There really is not much to hook up any more with a new plow all you do is hook up power leads and grounds and mount a solenoid. Cheek your plug, unplug it and look in side are the pins straight and make sure it is plugged in tight. Cheek the connections at the solenoid. then cheek the looming for your controller through the fire wall to the controller for any cuts and any loose connectors. If this does not fix it take the cover off of the pump and cheek the connections there. Be careful not to drop the plow on your foot. lol
Or,,do you know the name of the guy that owns the shop you bought your plow from? I would look him up and tell him your new plow does not work right and you need it to work right as you have to make a living too. He already has your money. service ??Warranty??


----------



## esshakim (Jul 3, 2005)

checked out the connections at the pump and the plows motor is still making the noise. Seriously dont know wut to do. all ready called my dealer and told them i want a new plow and im returning this one. since it hasnt touch a storm yet or been used. I have 45 pissed off accounts that want their snow done, currently trying to get ahold of a backup drive who is out doing his own accounts. I appreciate the help if anyone else has an idea of what might be wrong please inform me thx


----------



## SnoFarmer (Oct 15, 2004)

Your telling me the guy that you got the plow from after paying $$$
he won't meet you at his shop and fix it today??

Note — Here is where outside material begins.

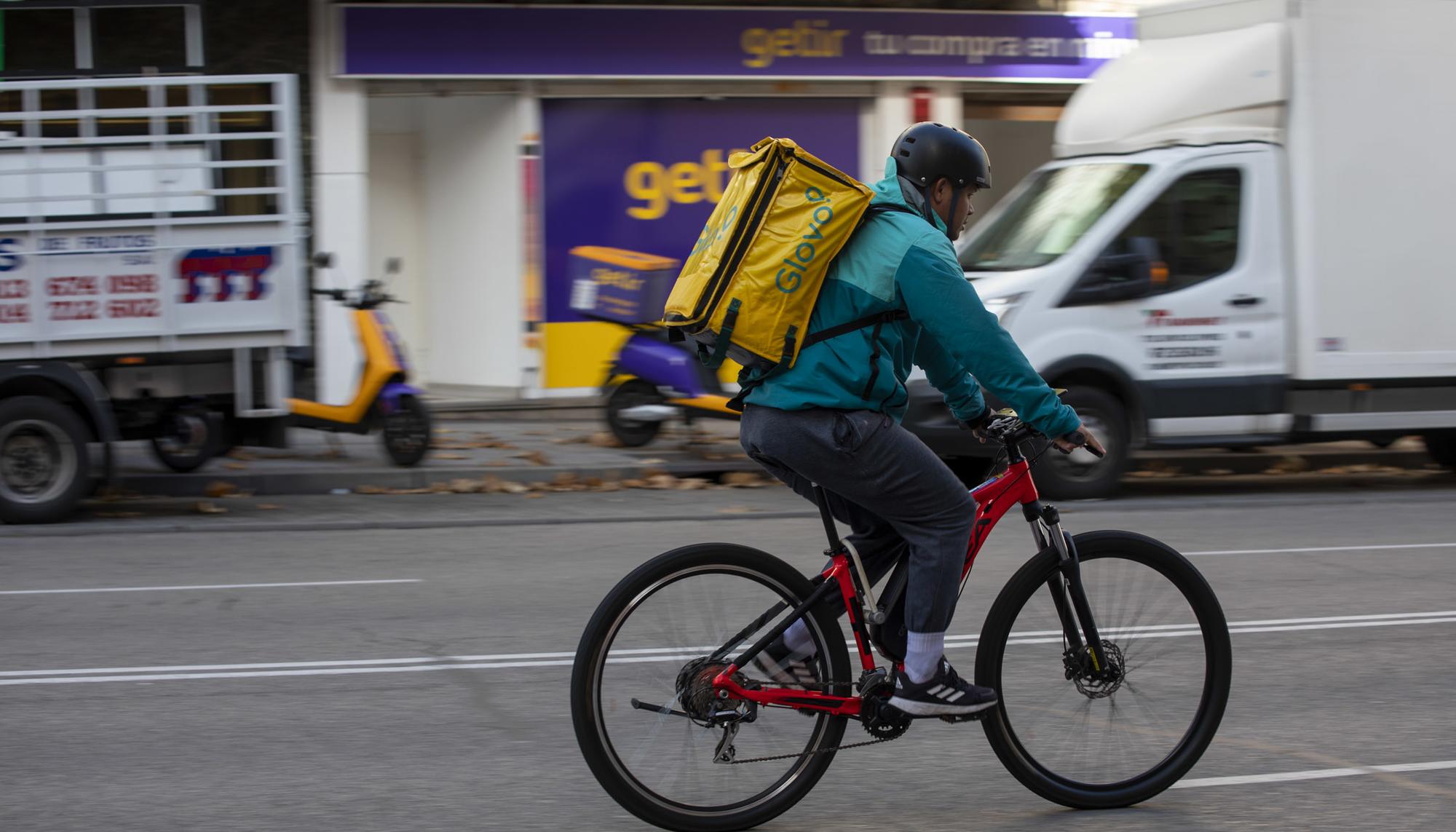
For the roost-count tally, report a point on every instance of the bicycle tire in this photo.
(596, 642)
(1212, 625)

What happened in taking some pride in what you do???
I guess you can't get any service any more..:realmad:


----------



## esshakim (Jul 3, 2005)

tried getting ahold of the dealer, and that didnt work, ive made several attempts to contact other plow companies in the area, i even approaced several drivers and no body can determine wut the hell is wrong with this plow.


----------



## SnoFarmer (Oct 15, 2004)

Don't call the dealer there probably closed, call the guy that sold you the plow?
Do you know his name, did you get his card? Look him up at his home # and call him and have him fix it!!!


----------



## esshakim (Jul 3, 2005)

i know his name and just can get ahold of him at home i left a message


----------



## SnoFarmer (Oct 15, 2004)

Keep trying.(calling him).... good luck.. hopefully someone else on here can help you.. Have you gone to Boss web site and look at there troubleshooting chart?


----------



## esshakim (Jul 3, 2005)

been to the boss site, i made my own guess on wuts wrong im thinking its electrical and has something to do with the motor, bc when the remote control is on the motor continues to make a noise that its not suppose to be making. now i just have to figure out how to fix this problem, i


----------



## esshakim (Jul 3, 2005)

turns out the problem with my plow was the remote control there was a short circuit in it which caused the plow motor to run non stop


----------